“May Trentham, too,” said this amazing lady. “I hear you’ve been dining with her. She would like every boy in the kingdom to remain celibate for her antiquated sake. I will say for Christopher that he doesn’t want that. He would like every woman to do just the opposite.... Good gracious, here’s another act and I thought it was all over and that we were only waiting for our motors. Come and see me to-morrow. Any time, I’m always at home. Where is one to go in these days? Profiteers and Bolshevists and Jews! That’s England; mark my words!”

Peter groped his way out of the box in the sudden eclipse of the lights, sidling by others who were tip-toeing back again, without any response to Nellie’s signal. He knew quite well that there was an unoccupied seat next her, and that it would have been the most natural thing in the world for him to have appropriated it; but he chose to consider that it was more suitable yet that Philip should find his way back to it. She had given him the right to be there, and Peter, with a tinge of insincerity, told himself that he was behaving with extreme correctness in not occupying it; the insincerity lying in the fact that his root-reason for going back to the other box being that he was determined that Nellie should not have everything quite her own way.

Then again—another reason for behaving so properly—she had said herself that afternoon that she meant to fit herself to the conventional mould, and here was he helping to secure a perfect fit. No doubt she was right; she was right also in divining that the nature of the bond between them must now necessarily be changed. It had never been a passionate one; their individual independence, no less than the material obstacles in the way of declared and complete surrender to each other, had always stood between them; but there seemed, now that the bond was slackened, to have been potential passion woven into it. Perhaps the slight collision with Philip in the doorway, and the knowledge that he was groping his way back to the chair by Nellie again, accentuated that perception. For a moment Peter paused; he had yet just time to slide past Philip and occupy the chair; but there seemed to glimmer in the seat of it some label “Reserved,” and he checked his impulse. No doubt he would resume natural relations with Nellie again to-morrow, or probably even to-night in the dance—or two dances, was it?—where they would be sure to meet, and a certain subtle antagonism which had begun to smoke and smoulder within him would be quenched. He left it, for the present, at that.

For three or four hours more that night, after the conclusion of the opera, Sivia found herself in touch with one or other of the guests who had so agreeably and with so little ceremony decorated the fronts of her mother’s boxes. They seemed just as much at home in Lady Thirlmere’s house, taking genial possession of it, dancing to her band, drinking her champagne in the same clubable manner.
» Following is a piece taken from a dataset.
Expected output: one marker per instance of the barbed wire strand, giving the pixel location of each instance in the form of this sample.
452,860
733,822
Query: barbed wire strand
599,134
Lord Poole was greatly in evidence, surrounding himself with the gay moths that positively stuck in the spiced honey of his outrageous compliments and could scarcely disentangle their feet therefrom. He squeezed their hands, he put his arm round their waists, he made the most amazing speeches right and left as to their irresistibility. He was like some mirror into which every woman looked and saw there a fascinating reflection of herself, that presented an image of herself more delicious than, even when trying on a new hat, she had ever supposed herself to be. “What’s to happen to us poor men,” he asked Silvia, “if you’re all of you going on being so tip-top? We shan’t do a stroke more work; we shall spend all our time in looking at you, and then who’s to pay your bills? I’ve lost my heart twenty times already to-night, and that’s enough for an old chap like me, so I shall take myself off to bed. Where’s my wife, I wonder? Can your bright eyes pick out any extra dense crowd of young men? If you can, I shall plunge straight into them, like taking a dive after a pearl-oyster, and I’ll find her right in the very middle of them.”

There seemed to be an unusual congregation at the end of the drawing-room, which opened on to the dancing floor, and Lord Poole accordingly took his dive. Silvia could see, as the waves of black coats and white shirts split up round him, that it was Mrs. Trentham who was the pearl-oyster just there; but the dive must have been satisfactory, for Lord Poole disappeared fathoms deep.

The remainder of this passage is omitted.